# Indian Institute of Technology (IIT-Bombay)

# AUTUMN Semester, 2025 COMPUTER SCIENCE AND ENGINEERING

# CS230: Digital Logic Design and Computer Architecture

## Tutorial - V

# Full Marks: 0

## Time allowed: $\infty$ hours

- 1. Given that a CPU has 32 bit word address and 256 KB cache memory. The cache is organized as a 4 way set associative cache with cache block size of 16 bytes
  - What is the number of sets in the cache?
  - What is the size (in bits) of the tag field per cache block?
  - What is the number and size of comparators required for tag matching?
  - How many address bits are required to find the byte offset within a cache block?
  - What is the total amount of extra memory (in bytes) required for the tag bits?

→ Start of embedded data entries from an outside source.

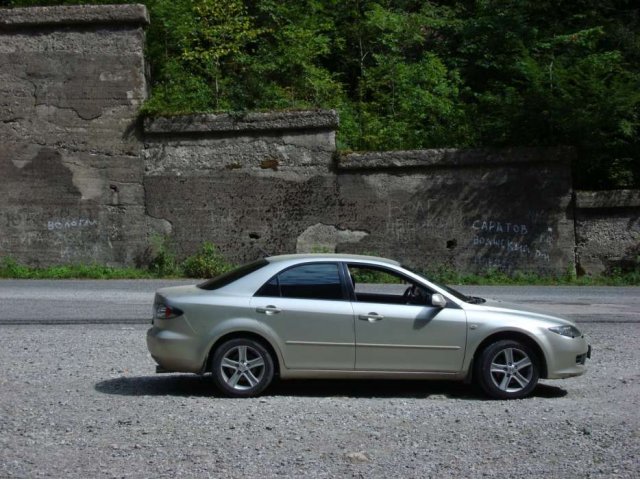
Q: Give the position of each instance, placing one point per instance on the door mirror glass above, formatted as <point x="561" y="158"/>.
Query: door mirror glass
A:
<point x="437" y="300"/>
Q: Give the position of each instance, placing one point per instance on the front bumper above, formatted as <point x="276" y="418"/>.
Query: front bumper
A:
<point x="566" y="357"/>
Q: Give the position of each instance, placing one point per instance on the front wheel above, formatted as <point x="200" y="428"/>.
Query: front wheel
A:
<point x="242" y="367"/>
<point x="507" y="369"/>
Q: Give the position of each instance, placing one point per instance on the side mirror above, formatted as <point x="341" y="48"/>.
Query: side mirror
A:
<point x="437" y="300"/>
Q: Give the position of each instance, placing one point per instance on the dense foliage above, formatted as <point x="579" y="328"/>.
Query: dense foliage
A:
<point x="415" y="74"/>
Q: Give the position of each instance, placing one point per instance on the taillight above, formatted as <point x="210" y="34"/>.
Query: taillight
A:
<point x="167" y="311"/>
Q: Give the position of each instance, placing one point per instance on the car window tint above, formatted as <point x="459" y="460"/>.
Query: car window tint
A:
<point x="314" y="280"/>
<point x="270" y="289"/>
<point x="380" y="285"/>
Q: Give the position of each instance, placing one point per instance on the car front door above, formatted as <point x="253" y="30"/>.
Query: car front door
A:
<point x="307" y="309"/>
<point x="396" y="327"/>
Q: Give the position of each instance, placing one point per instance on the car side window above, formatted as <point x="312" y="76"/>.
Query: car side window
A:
<point x="374" y="284"/>
<point x="319" y="281"/>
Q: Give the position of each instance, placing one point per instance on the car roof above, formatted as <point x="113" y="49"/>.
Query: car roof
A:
<point x="337" y="257"/>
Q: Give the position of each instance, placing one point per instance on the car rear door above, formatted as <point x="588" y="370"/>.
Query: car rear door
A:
<point x="307" y="309"/>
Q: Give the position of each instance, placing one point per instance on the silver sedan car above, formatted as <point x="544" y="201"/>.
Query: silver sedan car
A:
<point x="352" y="316"/>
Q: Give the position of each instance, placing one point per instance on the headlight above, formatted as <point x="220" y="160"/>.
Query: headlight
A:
<point x="567" y="331"/>
<point x="166" y="311"/>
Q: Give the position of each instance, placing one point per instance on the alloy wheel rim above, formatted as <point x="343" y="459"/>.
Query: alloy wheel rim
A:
<point x="242" y="367"/>
<point x="511" y="370"/>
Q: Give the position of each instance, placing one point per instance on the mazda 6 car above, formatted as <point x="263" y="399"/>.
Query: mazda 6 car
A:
<point x="351" y="316"/>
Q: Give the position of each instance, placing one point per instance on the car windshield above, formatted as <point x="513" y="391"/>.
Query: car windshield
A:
<point x="446" y="288"/>
<point x="233" y="275"/>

**Solution:** A CPU has a 32-bit address. The cache parameters are:

- Cache size  $C = 256KB = 256 \times 1024 = 262144$  bytes,
- Associativity A = 4 (4-way set associative),
- Block size B = 16 bytes,
- Address width = 32 bits.

**Assumption:** addresses are byte-addressable (standard interpretation).

(1) Number of sets (S): 
$$S = \frac{C}{A \cdot B} = \frac{262144}{4 \cdot 16} = \frac{262144}{64} = 4096 = 2^{12}$$
.

(2) Number of offset bits (block byte offset) (b):  $b = \log_2 B = \log_2 16 = 4$  bits.

Index bits (s): 
$$s = \log_2 S = \log_2 4096 = 12$$
 bits.

Tag bits per block 
$$(t)$$
:  $t = \text{Address bits} - s - b = 32 - 12 - 4 = 16 \text{ bits}.$ 

(3) Comparators for tag matching: One comparator per way in a set.

Number of comparators per set = A = 4.

Each comparator must compare t = 16 bits.

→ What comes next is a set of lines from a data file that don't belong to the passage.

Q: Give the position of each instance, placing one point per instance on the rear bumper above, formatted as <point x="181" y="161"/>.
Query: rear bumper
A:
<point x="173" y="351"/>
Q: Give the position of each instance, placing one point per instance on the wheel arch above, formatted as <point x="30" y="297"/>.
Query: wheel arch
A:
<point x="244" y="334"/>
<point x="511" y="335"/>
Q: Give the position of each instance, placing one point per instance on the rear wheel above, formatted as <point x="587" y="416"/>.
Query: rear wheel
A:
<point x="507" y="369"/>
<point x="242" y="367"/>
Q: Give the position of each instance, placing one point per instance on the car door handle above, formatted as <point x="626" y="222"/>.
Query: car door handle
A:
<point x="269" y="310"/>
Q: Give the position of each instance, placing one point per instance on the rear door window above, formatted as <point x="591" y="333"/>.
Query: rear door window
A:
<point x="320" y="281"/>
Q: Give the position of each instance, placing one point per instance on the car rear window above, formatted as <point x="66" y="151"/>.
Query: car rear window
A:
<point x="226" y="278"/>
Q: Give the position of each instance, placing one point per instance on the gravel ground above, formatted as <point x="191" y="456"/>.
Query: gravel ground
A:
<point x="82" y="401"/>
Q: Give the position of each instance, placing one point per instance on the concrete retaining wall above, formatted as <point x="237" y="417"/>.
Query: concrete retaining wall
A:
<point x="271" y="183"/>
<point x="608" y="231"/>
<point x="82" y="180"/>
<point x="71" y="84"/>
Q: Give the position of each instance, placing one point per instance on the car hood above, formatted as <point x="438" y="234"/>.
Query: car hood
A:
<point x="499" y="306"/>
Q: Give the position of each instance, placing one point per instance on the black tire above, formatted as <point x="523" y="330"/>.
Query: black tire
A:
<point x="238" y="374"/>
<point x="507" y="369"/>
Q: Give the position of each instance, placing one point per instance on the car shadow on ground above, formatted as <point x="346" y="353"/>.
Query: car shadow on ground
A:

- (4) Byte offset bits (within block): b = 4 bits.
- (5) Total extra memory required for tag bits:

Number of blocks 
$$(N_b)$$
:  $N_b = \frac{C}{B} = \frac{262144}{16} = 16384.$ 

Total tag bits : 
$$N_b \cdot t = 16384 \cdot 16 = 262144$$
 bits.

In bytes: 
$$\frac{262144}{8} = 32768 \text{ bytes} = 32 \text{ KB}.$$

- 2 - CS230

# Final answers

- (a) **Number of sets:**  $4096 \text{ sets } (= 2^{12}).$
- (b) Tag field size per cache block: 16 bits.
- (c) Comparators for tag matching: 4 comparators (one per way), each comparing 16 bits.
- (d) Address bits for byte offset within block: 4 bits.
- (e) Total extra memory for tag bits: 32768 bytes = 32 KB (i.e. 262144 bits).
- 2. In a k-way set associative cache, the cache is divided into v sets, each of which consists of k lines. The lines of a set are placed in sequence one after another. The lines in set s are sequenced before the lines in set (s + 1). The main memory blocks are numbered 0 onwards. What is the range of set lines that a main memory block numbered j can be mapped to?

#### Solution:

Number of sets in cache = v.

For set 0, the cache lines are numbered  $0, 1, \ldots, k-1$ .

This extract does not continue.